Esse caminho tem um detalhe que a maioria ignora: a simples citação da empresa já costuma gerar contato para acordo. Muitas empresas preferem pagar antes de ir à audiência. Eu já vi isso acontecer com uma conta de energia elétrica cobrada duas vezes — a empresa entrou em contato três dias após a citação e devolveu o valor sem audiência.
O que não funciona — e por que tanta gente perde tempo fazendo
Depois de acompanhar casos de consumidores por anos, vejo os mesmos erros se repetindo. São abordagens que parecem razoáveis mas não resolvem nada:
1. Reclamar só nas redes sociais. Parece poderoso, mas sem protocolo formal, a empresa pode simplesmente responder “entre em contato pelo nosso SAC” e encerrar o assunto publicamente. Você viralizou a raiva, mas não criou nenhuma obrigação legal.

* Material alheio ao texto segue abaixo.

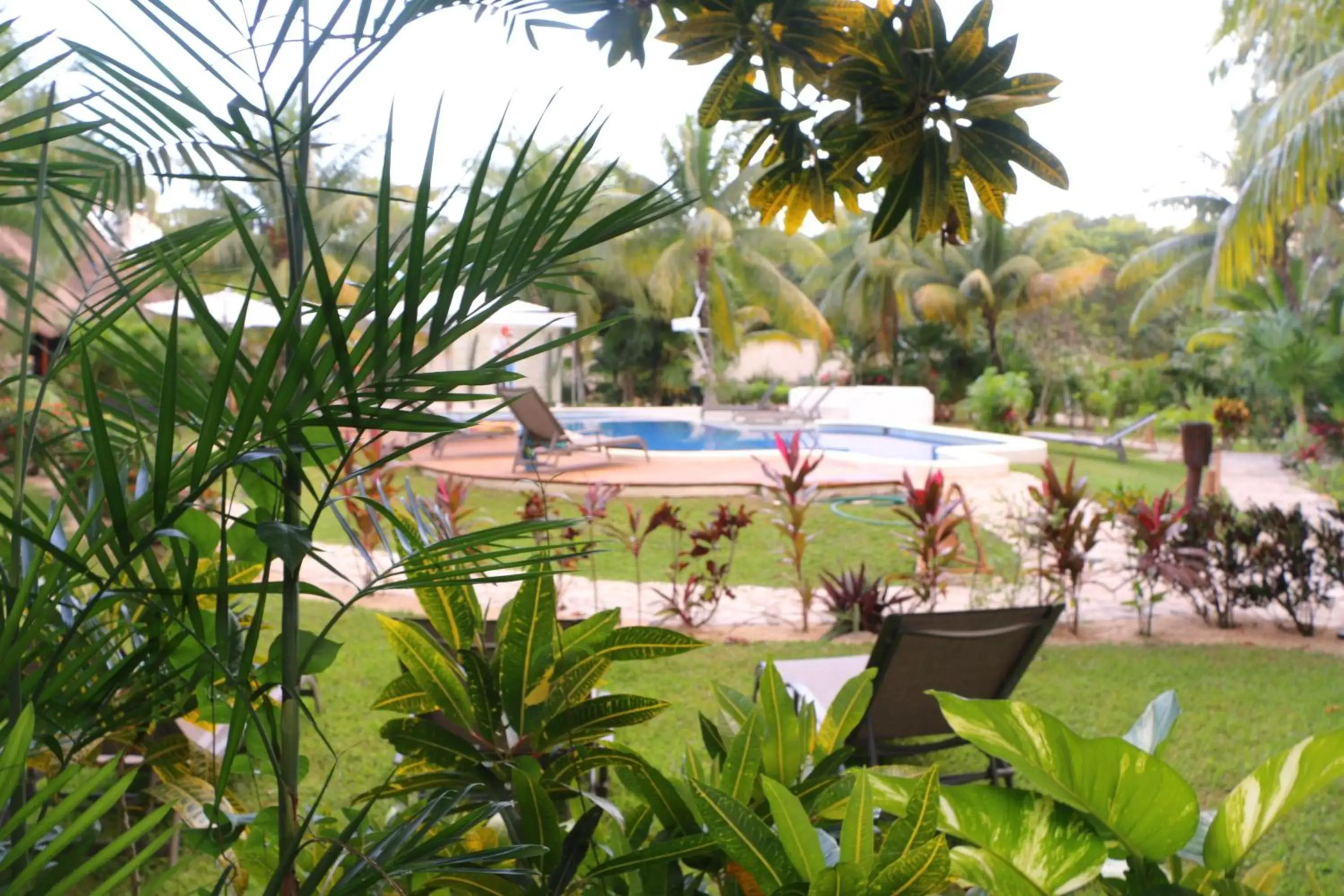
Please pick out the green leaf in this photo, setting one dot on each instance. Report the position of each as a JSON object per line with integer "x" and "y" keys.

2. Aceitar o crédito em vez da devolução. A empresa oferece um crédito para compensar a cobrança indevida. Parece fair, mas você abre mão do direito à devolução em dobro previsto no CDC. Só aceite crédito se o valor for equivalente à devolução dobrada — e consiga isso por escrito.

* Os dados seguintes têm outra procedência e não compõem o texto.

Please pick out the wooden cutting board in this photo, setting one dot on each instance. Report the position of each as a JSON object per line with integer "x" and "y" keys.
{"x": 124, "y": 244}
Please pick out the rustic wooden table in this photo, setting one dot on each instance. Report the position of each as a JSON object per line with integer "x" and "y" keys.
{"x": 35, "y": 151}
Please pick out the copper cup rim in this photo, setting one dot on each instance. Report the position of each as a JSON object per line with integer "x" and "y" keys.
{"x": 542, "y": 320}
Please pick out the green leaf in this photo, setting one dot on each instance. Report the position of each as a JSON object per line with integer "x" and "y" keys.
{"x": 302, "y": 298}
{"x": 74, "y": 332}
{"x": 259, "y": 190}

3. Ligar sem protocolo. Ligar pro SAC sem anotar o número de protocolo é tempo perdido. Sem protocolo, você não tem como comprovar que tentou resolver. A empresa pode simplesmente negar que você ligou.
4. Esperar muito tempo para agir. Cobrança indevida tem prazo de prescrição para você cobrar de volta. Não deixe passar meses achando que “vai resolver sozinho”. Quanto mais você espera, mais difícil fica reunir as provas e mais tempo a empresa ganha.
Um caso real, com imperfeição incluída
Roberto, 41 anos, recebeu uma cobrança duplicada de R$ 340,00 numa fatura de cartão — a mesma compra apareceu duas vezes. Ele ligou, anotou o protocolo, registrou no consumidor.gov.br. A empresa respondeu dentro do prazo dizendo que “a análise não identificou duplicidade”. Errado, mas documentado.
Ele foi ao Procon. Levou os dois comprovantes de compra (gerados pelo estabelecimento), a fatura e o print da resposta da empresa. O Procon notificou a empresa. Em 12 dias, a empresa devolveu R$ 340,00 — sem o dobro, o que foi uma falha: Roberto deveria ter ido direto ao JEC para pedir a devolução dobrada. Ele resolveu, mas deixou R$ 340,00 na mesa.
A lição: saber que tem direito à devolução em dobro desde o início muda a estratégia. Se você vai ao JEC com esse argumento, a empresa sabe que a conta aumenta se não resolver rápido.
Três coisas que você pode fazer ainda hoje
Não precisa resolver tudo agora. Só três movimentos pequenos:
- Tire print agora da cobrança que te incomoda — fatura, boleto, e-mail. Só isso. Cinco minutos.
- Crie um rascunho no consumidor.gov.br com o nome da empresa e o problema descrito. Você não precisa enviar hoje — mas ter o rascunho pronto quebra a inércia.
- Ligue pro SAC amanhã de manhã (evite sexta à tarde — o atendimento cai de qualidade no final do expediente) e peça o protocolo logo no início da ligação. Antes de explicar qualquer coisa, peça o protocolo.
Cobrança abusiva conta com o seu cansaço. Conta com a sensação de que não vale a pena brigar por R$ 189,90. Mas quando você documenta, registra formalmente e usa os canais certos — sem precisar de advogado, sem precisar de dinheiro —, a conta muda de lado. E a empresa sabe disso melhor do que você imagina.